Figure 1. Dr Bruce J Bart
Bart-Pumphrey syndrome (BPS) or Schwann syndrome
This syndrome is characterized by knuckle pads, leukonychia, palmoplanter keratoderma (PPK) and sensorineural deafness. However, this syndrome has a considerable phenotypic variability. It is cited in the Online Mendelian Inheritance in Man [1], as knuckle pads, leukonychia, and sensorineural deafness (OMIM 149200) [4]. There is extensive overlap between the different forms of palmoplantar keratoderma (PPK) associated with hearing loss (HL) caused by GJB (Cx26) mutations (and they are each quite rare). Therefore, some scientists thought that, it is worthwhile considering lumping them together under a title like 'GJB2 related PPK/HL'. This syndrome is first described by Dr Schwann, from Poland and appeared later in English literature by Robert S. Bart (Dermatologist) and Robert E. Pumphrey (Otolaryngologist); both from USA [4]. Dr Robert S Bart (Fig. 2) reported this syndrome, in 1967, while he was working as an assistant professor of clinical dermatology, New York University School of Medicine and Post-Graduate Medical School [5]. In addition to the above syndrome, Dr Robert S Bart, had several other important publications. In 1968, Bart et al [6] described 10 cases of an uncommon acquired skin growth that, they name it ''acquired digital fibrokeratoma'' (ADFK). In their earlier description, the authors stated that the lesions resemble a "rudimentary supernumerary digit''. ADFK was once known eponymously as'' Bart-Andrade acquired digital fibrokeratoma '' [7], but this name is not of use any more and the disease is just known as acquired digital fibrokeratoma.
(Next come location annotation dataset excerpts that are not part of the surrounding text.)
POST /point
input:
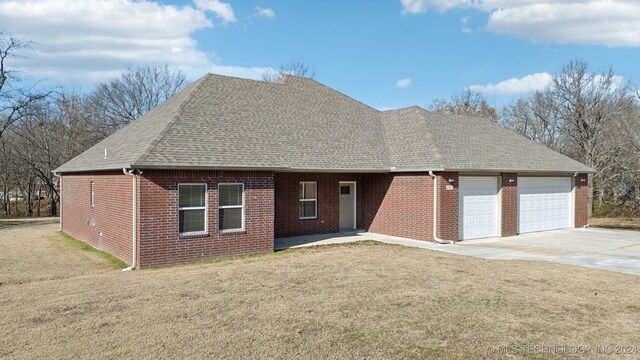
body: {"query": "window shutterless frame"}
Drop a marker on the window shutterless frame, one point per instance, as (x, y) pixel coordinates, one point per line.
(222, 207)
(302, 200)
(205, 208)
Figure 2. Robert Bart, Image courtesy of The Archives of the Frederick L. Ehrman Medical Library, available online at:
http://archives.med.nyu.edu/resources/imagedb/detail .php?recordID=35090002763282
1. Epidermolysis bullosa with congenital localized absence of skin and deformity of nails. From OMIM, Online Mendelian Inheritance in Man. Copyright (c) 1966-2011 Johns Hopkins University. Available at: http://omim.org/entry/132000
2. Bart BJ, Lussky RC: Bart syndrome with associated anomalies. Am J Perinatol. 2005; 22: 365-369.
3. Bart BJ, Gorlin RJ, Anderson VE, Lynch FW: Congenital localized absence of skin and associated abnormalities resembling epidermolysis bullosa. A new syndrome. Arch Dermatol. 1966; 93: 296-304.
4. Al Aboud K: Jadwiga Schwann and her syndrome. Our Dermatol Online 2011; 2: 224-225.
5. Bart RS, Pumphrey RE: Knuckle pads, leukonychia and deafness. A dominantly inherited syndrome.N Engl J Med. 1967; 276: 202-207.
6.Bart RS, Andrade R, Kopf AW, Leider M: Acquired digital fibrokeratomas. Arch Dermatol. 1968; 97: 120-129.
7. de Sablet M, Bernard I: Bart-Andrade acquired digital fibrokeratoma. Bull Soc Fr Dermatol Syphiligr. 1969; 76: 836-837.